First of all the secondary wavelet starts from point A and traverses distance AA' (=vt) in first medium in time t. In the same time t, the point B of wavefront, after travelling a distance BB', reaches point B' (of the surface), from where the secondary wavelet now starts. Now taking A as centre we draw a spherical arc of radius AA' (= vt) and draw tangent A'B' on this arc from point B'. As the incident wavefront AB advances, the secondary wavelets starting from points between A and B', one after the other and will touch A'B' simultaneously. According to Huygen’s principle wavefront A'B' represents the new position of AB, i.e., A'B' is the reflected wavefront corresponding to incident wavefront AB.

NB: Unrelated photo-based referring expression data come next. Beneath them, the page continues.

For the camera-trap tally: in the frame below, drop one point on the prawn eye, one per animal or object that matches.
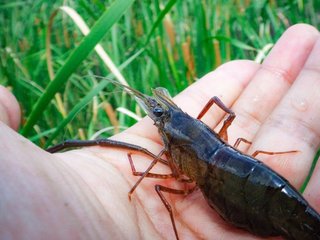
(157, 111)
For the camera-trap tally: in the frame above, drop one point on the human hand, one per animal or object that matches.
(83, 193)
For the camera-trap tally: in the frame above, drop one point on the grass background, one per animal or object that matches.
(153, 43)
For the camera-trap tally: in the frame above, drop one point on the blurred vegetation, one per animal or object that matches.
(154, 43)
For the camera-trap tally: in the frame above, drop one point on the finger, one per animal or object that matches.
(272, 81)
(312, 192)
(295, 123)
(9, 109)
(227, 82)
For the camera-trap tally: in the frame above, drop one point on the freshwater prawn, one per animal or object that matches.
(244, 191)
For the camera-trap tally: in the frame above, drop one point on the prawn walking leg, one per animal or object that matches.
(239, 140)
(227, 122)
(159, 189)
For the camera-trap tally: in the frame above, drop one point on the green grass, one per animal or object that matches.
(165, 43)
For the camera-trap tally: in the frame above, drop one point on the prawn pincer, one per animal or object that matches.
(243, 190)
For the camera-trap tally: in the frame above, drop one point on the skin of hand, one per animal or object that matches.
(82, 194)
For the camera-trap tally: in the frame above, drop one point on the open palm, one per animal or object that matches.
(82, 194)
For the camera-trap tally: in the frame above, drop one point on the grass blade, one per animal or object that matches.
(101, 27)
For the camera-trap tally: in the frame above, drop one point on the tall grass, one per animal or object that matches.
(154, 43)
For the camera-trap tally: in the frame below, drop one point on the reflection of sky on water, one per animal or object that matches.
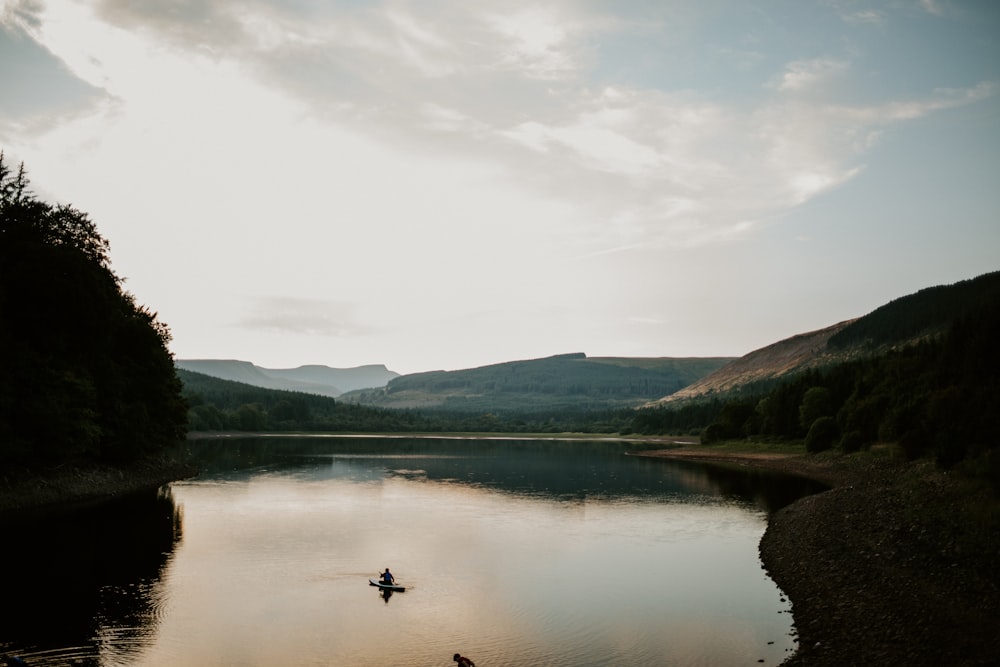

Now in right-angled triangles ABB' and AA' B'
$\angle\text{ABB}' = \angle\text{AA'} B' \text{(both are equal to } 90^{o})$
side BB' = side AA' (both are equal to $v\text{t}$)
and side AB' is common
i.e., both triangles are congruent.
$\therefore\angle\text{BAB}' = \angle\text{AB}'\text{A}'$
i.e., incident wavefront AB and reflected wavefront A'B' make equal angles with the reflecting surface XY. As the rays are always normal to the wavefront, therefore the incident and the reflected rays make equal angles with the normal drawn on the surface XY, i.e.,
angle of incidence i = angle of reflection r
This is the second law of reflection.
Since AB, A'B' and XY are all in the plane of paper, therefore the perpendiculars dropped on them will also be in the same plane. Therefore we conclude that the incident ray, reflected ray and the normal at the point of incidence, all lie in the same plane. This is the first law of reflection. Thus Huygen’s principle explains both the laws of reflection.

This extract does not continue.